At the Nov. 3 clinic, more than 50 students were in line for the vaccine within the first hour. There were registration tables outside of the van, where students checked-in and, to administer the vaccines, six nursing stations — three inside the van and three outside. Inside the van, an additional nurse drew up and labeled vaccines.

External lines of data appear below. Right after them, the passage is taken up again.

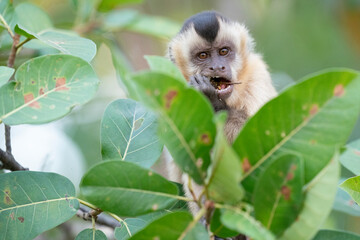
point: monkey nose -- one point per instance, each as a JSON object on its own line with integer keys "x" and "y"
{"x": 217, "y": 68}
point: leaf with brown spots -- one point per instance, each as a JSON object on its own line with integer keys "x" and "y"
{"x": 34, "y": 202}
{"x": 60, "y": 83}
{"x": 311, "y": 119}
{"x": 112, "y": 185}
{"x": 223, "y": 185}
{"x": 129, "y": 133}
{"x": 185, "y": 120}
{"x": 278, "y": 197}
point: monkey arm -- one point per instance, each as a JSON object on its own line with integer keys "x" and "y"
{"x": 202, "y": 84}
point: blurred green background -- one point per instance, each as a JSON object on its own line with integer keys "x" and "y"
{"x": 295, "y": 37}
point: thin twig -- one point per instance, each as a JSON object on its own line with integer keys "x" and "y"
{"x": 8, "y": 162}
{"x": 8, "y": 139}
{"x": 22, "y": 43}
{"x": 12, "y": 55}
{"x": 6, "y": 26}
{"x": 101, "y": 219}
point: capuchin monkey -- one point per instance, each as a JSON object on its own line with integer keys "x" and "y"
{"x": 216, "y": 57}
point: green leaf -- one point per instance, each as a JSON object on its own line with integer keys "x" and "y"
{"x": 46, "y": 88}
{"x": 119, "y": 18}
{"x": 123, "y": 68}
{"x": 63, "y": 41}
{"x": 173, "y": 226}
{"x": 128, "y": 132}
{"x": 351, "y": 157}
{"x": 33, "y": 202}
{"x": 165, "y": 66}
{"x": 5, "y": 74}
{"x": 218, "y": 229}
{"x": 7, "y": 12}
{"x": 344, "y": 203}
{"x": 224, "y": 163}
{"x": 319, "y": 198}
{"x": 93, "y": 234}
{"x": 243, "y": 223}
{"x": 313, "y": 118}
{"x": 278, "y": 195}
{"x": 32, "y": 18}
{"x": 188, "y": 137}
{"x": 336, "y": 235}
{"x": 126, "y": 189}
{"x": 352, "y": 187}
{"x": 154, "y": 26}
{"x": 84, "y": 10}
{"x": 107, "y": 5}
{"x": 134, "y": 225}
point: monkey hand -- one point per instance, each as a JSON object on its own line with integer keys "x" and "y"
{"x": 202, "y": 84}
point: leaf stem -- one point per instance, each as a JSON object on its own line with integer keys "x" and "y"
{"x": 22, "y": 43}
{"x": 121, "y": 221}
{"x": 7, "y": 26}
{"x": 196, "y": 219}
{"x": 87, "y": 204}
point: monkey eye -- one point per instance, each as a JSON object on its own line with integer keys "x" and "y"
{"x": 203, "y": 55}
{"x": 224, "y": 51}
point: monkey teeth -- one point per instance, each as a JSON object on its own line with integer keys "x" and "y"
{"x": 219, "y": 83}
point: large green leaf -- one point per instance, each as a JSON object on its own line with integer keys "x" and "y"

“It’s all about workflow. Our van team is especially good at maneuvering in a space like this,” said Liz Znamierowski ’20 M.S.N., a nurse practitioner at Yale School of Medicine. “This is pretty much one-stop shopping, with the idea of meeting patients where they’re at.”
Michaell Santos, a first year student at Yale College, got his booster shot inside the van. He said he’d had some problems finding time to schedule a visit to get his booster, making the pop-up clinic on campus perfect for him.
“It was very convenient, just a two-minute walk to get my booster,” he said. “This makes it much easier and more accessible.”
Fortgang said as she and her staff get more comfortable with the logistics of arranging a pop-up vaccine clinic, they will likely schedule more CHCV events in the future. “We are enormously grateful to CHCV and the partnership we have developed during the pandemic,” she said. “It is precisely because of these relationships and our mutual goals to vaccinate the entire New Haven community that we were able to come together and offer this mobile clinic.”
This article first appeared in Yale News.